The code below just runs fine with Python 3.8.10 but does not run in Python 3.10. Any idea what could be the problem?

import pandas as pd
import requests

url = "https://coinmarketcap.com/new/"
page = requests.get(url,headers={'User-Agent': 'Mozilla/5.0'}, timeout=1)
pagedata = page.text
usecols = ["Name", "Symbol", "1h", "24h", "MarketCap"]


df = pd.read_html(page.text)[0]
df[["Name", "Symbol"]] = df["Name"].str.split(r"\d+", expand=True)

df = (df.rename(columns={"Fully Diluted Market Cap": "MarketCap"})[usecols]
          .sort_values("24h", ascending=False, key=lambda ser: ser.str.replace("%", "").astype(float))
          .replace(r"^\$", "", regex=True)
     )

numcols = df.columns[~df.columns.isin(['Name'])]
df = df.head(5).to_markdown(index=True)
print (df)

Current Output:

Traceback (most recent call last):
  df[["Name", "Symbol"]] = df["Name"].str.split(r"\d+", expand=True)
  ....
  ....
  ValueError: Columns must be same length as key

Correct Output: (Output in Python 3.8)

|    | Name        | Symbol    | 1h     | 24h      | MarketCap   |
|---:|:------------|:----------|:-------|:---------|:------------|
|  3 | Shrekt      |4HREK      | 23.82% | 2536.51% | 342,357     |
|  8 | BLAZE       |TOKEN9BLZE | 1.07%  | 106.71%  | 3,828,088   |
| 26 | Goner27     |GONER      | 6.32%  | 88.09%   | 1,094,010   |
| 14 | Party Hat15 |PHAT       | 13.34% | 81.64%   | 60,136      |
| 29 | PepeChat    |30PPC      | 48.01% | 78.25%   | 431,159     |

Answer 1

I think it has to do with one of the values (NOOT (BRC-20)4NOOT) found in the column Name.

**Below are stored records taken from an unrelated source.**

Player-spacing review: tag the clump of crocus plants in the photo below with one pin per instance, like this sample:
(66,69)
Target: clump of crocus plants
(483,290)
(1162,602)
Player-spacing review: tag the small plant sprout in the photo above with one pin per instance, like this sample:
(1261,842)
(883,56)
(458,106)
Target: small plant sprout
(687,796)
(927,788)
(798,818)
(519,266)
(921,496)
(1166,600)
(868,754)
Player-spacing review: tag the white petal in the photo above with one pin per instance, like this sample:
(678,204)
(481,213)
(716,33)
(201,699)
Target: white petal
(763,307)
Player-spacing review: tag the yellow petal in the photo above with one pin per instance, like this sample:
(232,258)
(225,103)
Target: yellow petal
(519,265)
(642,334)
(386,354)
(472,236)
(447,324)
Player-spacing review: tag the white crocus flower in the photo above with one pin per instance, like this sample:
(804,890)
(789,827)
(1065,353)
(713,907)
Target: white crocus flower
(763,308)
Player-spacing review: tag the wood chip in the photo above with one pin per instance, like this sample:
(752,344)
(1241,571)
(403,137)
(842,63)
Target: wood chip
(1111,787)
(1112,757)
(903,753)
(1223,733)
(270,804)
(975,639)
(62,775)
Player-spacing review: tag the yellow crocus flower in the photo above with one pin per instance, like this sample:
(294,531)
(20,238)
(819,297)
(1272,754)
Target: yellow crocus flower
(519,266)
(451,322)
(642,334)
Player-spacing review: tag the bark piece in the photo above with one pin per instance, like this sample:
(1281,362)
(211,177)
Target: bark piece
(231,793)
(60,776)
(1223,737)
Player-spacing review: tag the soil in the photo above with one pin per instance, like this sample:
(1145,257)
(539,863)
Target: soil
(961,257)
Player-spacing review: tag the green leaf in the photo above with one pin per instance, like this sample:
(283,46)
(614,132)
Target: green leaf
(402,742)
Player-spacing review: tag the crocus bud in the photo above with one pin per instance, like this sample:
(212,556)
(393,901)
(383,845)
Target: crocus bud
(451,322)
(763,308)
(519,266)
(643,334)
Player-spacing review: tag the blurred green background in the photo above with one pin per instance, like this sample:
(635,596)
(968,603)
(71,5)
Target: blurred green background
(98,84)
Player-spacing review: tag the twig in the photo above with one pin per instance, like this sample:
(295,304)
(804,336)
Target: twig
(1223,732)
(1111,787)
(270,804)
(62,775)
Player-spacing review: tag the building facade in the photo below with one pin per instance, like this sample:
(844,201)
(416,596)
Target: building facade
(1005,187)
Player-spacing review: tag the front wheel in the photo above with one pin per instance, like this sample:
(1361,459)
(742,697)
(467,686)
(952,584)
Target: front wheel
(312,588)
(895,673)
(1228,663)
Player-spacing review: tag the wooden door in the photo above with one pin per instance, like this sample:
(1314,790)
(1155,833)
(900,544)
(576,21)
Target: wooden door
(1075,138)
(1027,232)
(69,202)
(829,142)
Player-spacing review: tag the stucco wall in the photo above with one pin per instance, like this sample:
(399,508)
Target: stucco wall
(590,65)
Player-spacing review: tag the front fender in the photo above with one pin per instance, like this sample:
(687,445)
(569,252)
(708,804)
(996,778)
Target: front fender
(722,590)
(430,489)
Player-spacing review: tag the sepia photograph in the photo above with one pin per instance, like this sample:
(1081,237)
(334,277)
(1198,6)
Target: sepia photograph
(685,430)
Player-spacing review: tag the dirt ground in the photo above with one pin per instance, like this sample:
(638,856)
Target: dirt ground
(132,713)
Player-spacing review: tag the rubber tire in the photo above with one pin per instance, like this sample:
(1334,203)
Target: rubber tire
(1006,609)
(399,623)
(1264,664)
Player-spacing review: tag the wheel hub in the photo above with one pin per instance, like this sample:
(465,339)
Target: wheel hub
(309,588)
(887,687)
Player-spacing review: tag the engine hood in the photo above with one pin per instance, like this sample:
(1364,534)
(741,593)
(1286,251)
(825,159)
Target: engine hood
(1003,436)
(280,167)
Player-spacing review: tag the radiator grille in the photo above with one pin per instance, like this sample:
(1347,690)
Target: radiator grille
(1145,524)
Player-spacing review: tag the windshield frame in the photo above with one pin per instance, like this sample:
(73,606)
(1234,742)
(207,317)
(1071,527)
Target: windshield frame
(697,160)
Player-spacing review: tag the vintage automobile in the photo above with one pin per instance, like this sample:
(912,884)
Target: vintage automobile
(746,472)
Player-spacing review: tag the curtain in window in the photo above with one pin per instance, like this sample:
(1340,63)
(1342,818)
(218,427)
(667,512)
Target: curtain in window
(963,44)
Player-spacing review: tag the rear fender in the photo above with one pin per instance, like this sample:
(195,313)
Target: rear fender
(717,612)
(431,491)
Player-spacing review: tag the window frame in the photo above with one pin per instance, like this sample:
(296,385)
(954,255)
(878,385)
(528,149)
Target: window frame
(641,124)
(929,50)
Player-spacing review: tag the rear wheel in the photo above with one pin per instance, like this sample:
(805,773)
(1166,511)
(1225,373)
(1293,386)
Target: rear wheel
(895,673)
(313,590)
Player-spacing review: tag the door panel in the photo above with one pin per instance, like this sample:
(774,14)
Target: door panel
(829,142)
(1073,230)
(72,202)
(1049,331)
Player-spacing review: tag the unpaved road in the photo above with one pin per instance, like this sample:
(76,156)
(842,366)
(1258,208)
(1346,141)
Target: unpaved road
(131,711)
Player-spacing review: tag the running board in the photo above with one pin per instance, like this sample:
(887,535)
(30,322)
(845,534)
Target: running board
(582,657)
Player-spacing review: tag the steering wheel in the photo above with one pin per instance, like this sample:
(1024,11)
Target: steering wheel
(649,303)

To handle this, we can try to split on the last number found in each row of this column.

Replace this :

df[["Name", "Symbol"]] = df["Name"].str.split(r"\d+", expand=True)

By this :

df[["Name", "Symbol"]] = df["Name"].str.split(r"\d+(?!.*\d)", expand=True)

Regex [demo]

Output :

print(df)

|    | Name        | Symbol   | 1h     | 24h      | MarketCap   |
|---:|:------------|:---------|:-------|:---------|:------------|
|  5 | Shrekt      | HREK     | 54.61% | 1124.57% | 159,013     |
| 10 | BLAZE TOKEN | BLZE     | 2.40%  | 109.53%  | 3,880,242   |
|  8 | CMC DOGE    | CMCDOGE  | 12.93% | 102.76%  | 169,492     |
| 28 | Goner       | GONER    | 1.37%  | 88.66%   | 1,050,089   |
|  4 | nomeme      | NOMEME   | 53.86% | 86.14%   | 4,603,393   |

Answer 2

Do you have to use keep using df as dataframe. I think you can create a new one and use that one after the function. Try just doing this

newDF = df["Name"].str.split(r"\d+", expand=True)
print(newDF)

Edit Fixed Code:

df["Name"] = df["Name"].str.replace("\(BRC-20\)","")

add this line to your code which will replace anything that has (BRC-20) in it. So the problem wasn't being about the version of your python.